Hope for Tolerance? New Yorkers Grateful to Samaritan’s Purse for COVID-19 Help
Tony Perkins /
Samaritan’s Purse doesn’t serve to get praise. And that’s a good thing in places like New York City, where radical liberals refuse to give it any.
Even now, after treating 315 patients in its field hospital in Central Park, the news that the Rev. Franklin Graham’s work might soon be done was the only thing some liberal council members felt like celebrating. Instead of gratitude, their message to the charity is simple: Get out. And don’t come back.
Mount Sinai Hospital, who’d partnered with Samaritan’s Purse to bring more help to downtown New York, announced over the weekend that the virus crisis may finally be manageable enough for area facilities to handle on their own. New patients, it explained, would be admitted to area hospitals.
Still, it insisted, no one could thank Graham’s volunteers enough. No one, it seems, except people like Democratic New York City Council Speaker Corey Johnson.
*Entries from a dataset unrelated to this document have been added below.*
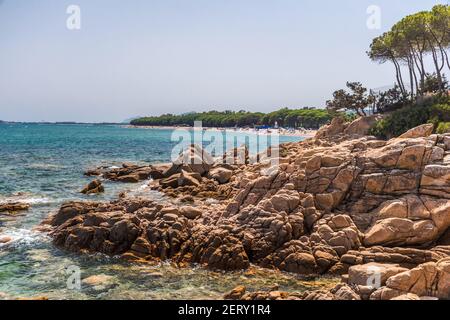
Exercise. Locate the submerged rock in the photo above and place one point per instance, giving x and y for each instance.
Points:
(93, 188)
(334, 202)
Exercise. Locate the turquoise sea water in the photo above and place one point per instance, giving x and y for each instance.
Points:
(43, 165)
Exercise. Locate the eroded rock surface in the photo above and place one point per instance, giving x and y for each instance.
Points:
(334, 201)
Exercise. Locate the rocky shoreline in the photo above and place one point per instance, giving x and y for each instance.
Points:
(336, 204)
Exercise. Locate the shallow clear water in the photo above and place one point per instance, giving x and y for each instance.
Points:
(43, 165)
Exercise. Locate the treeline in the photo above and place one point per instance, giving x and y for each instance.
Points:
(408, 45)
(409, 42)
(293, 118)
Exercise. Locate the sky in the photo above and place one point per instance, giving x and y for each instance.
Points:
(149, 57)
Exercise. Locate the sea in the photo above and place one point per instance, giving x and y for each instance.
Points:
(43, 165)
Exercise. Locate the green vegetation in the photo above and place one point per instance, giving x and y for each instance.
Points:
(306, 118)
(434, 110)
(409, 42)
(425, 100)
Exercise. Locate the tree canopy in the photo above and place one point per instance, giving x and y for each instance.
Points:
(294, 118)
(409, 42)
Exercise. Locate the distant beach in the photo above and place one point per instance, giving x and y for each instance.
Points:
(280, 131)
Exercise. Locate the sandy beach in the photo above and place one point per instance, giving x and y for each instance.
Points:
(280, 131)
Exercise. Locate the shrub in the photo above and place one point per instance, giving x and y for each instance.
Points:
(434, 110)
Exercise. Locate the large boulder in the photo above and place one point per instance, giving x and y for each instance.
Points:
(93, 187)
(221, 175)
(421, 131)
(361, 126)
(429, 279)
(12, 207)
(373, 274)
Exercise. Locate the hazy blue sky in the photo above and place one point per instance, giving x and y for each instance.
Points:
(147, 57)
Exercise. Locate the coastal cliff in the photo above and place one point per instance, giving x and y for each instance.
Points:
(335, 202)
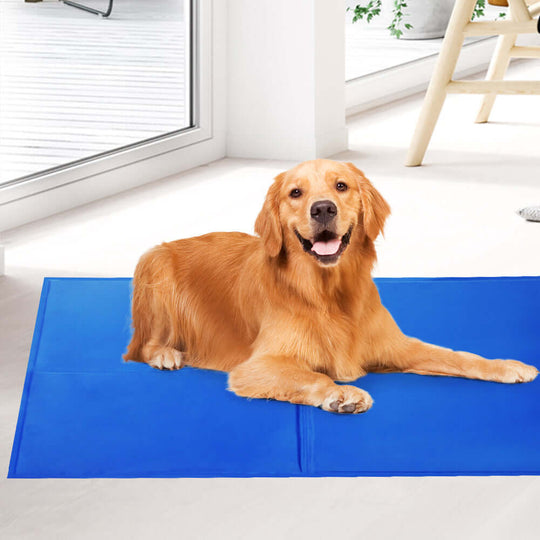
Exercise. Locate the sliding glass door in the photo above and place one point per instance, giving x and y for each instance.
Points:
(75, 86)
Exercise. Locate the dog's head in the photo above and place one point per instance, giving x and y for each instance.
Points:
(316, 207)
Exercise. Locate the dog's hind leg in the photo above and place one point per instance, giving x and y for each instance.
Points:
(281, 378)
(155, 339)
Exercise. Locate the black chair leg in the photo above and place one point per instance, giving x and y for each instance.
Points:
(89, 9)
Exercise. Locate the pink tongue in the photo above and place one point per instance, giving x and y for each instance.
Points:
(326, 248)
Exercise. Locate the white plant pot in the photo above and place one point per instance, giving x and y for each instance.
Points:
(429, 18)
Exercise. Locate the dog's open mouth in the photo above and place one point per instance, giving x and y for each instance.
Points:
(326, 246)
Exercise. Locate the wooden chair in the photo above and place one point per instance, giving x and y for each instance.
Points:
(521, 21)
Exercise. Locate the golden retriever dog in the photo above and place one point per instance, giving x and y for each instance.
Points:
(295, 309)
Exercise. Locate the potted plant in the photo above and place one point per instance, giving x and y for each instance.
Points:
(413, 19)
In a tweet that same day, he tried to kick the group on the way out, insisting that “their continued presence here is an affront to our values of inclusion, and is painful for all New Yorkers who care deeply about the LGBTQ community.” It’s time for Mount Sinai “to sever its relationship” with Samaritan’s Purse.
As Johnson hurls insults, offending every doctor, nurse, and volunteer who put their lives on the line for his city, not everyone shares his opinion. Watching the charity up close changed a lot of people’s minds about Graham and his organization.
Moving stories like the Tilson Family, who donated thousands of dollars of supplies and started working alongside the team despite its political views, started to surface.
In a tearful online video message, Whitney Tilson thanks them and argues, “Their primary mission in life is not to go out and have hatred toward gays,” he said. “They believe what the Bible says, that homosexuality is a sin—yes. But it is not what drives them. What drives them is, ‘How can I do God’s work by healing people and saving lives?'”
He wasn’t the only one to notice. There were the burger deliveries from comedian Jimmy Fallon and donuts boxes with thank yous from patients. For every hateful comment hurled from the left, there was a grateful local eager to make up for it.
So when people approach Graham now and ask if the backlash has anything to do with the team leaving New York, he’s quick to set the record straight: it had to do with “patient load and nothing else.”
“We got quite a bit of pushback,” Graham agreed. “But the interesting thing is, we didn’t get any pushback from the hospital that we’re working under, Mount Sinai.” That’s because they understood as well as he did: “We were there to save lives. We weren’t there to argue with people.”
And that’s the irony of this whole ridiculous debate. Samaritan’s Purse never discriminates against patients like these liberals discriminate against their providers.
If the far-left had its choice, it has made it quite clear: We’d rather leave sick people without care than partner with people of faith. And yet, somehow, Graham is the one who’s “intolerant”?
In the end, Graham knows better than anyone: The only people who matter are the ones they serve.
“We’ve had several [patients] say they didn’t want to go home because they felt safe in the field hospital. To me, that’s a testimony to our staff and to the care and to the work that they did, doing this unto Jesus Christ. They’re doing it in His name.” And nothing liberals say can change that—or the impact this ministry leaves behind.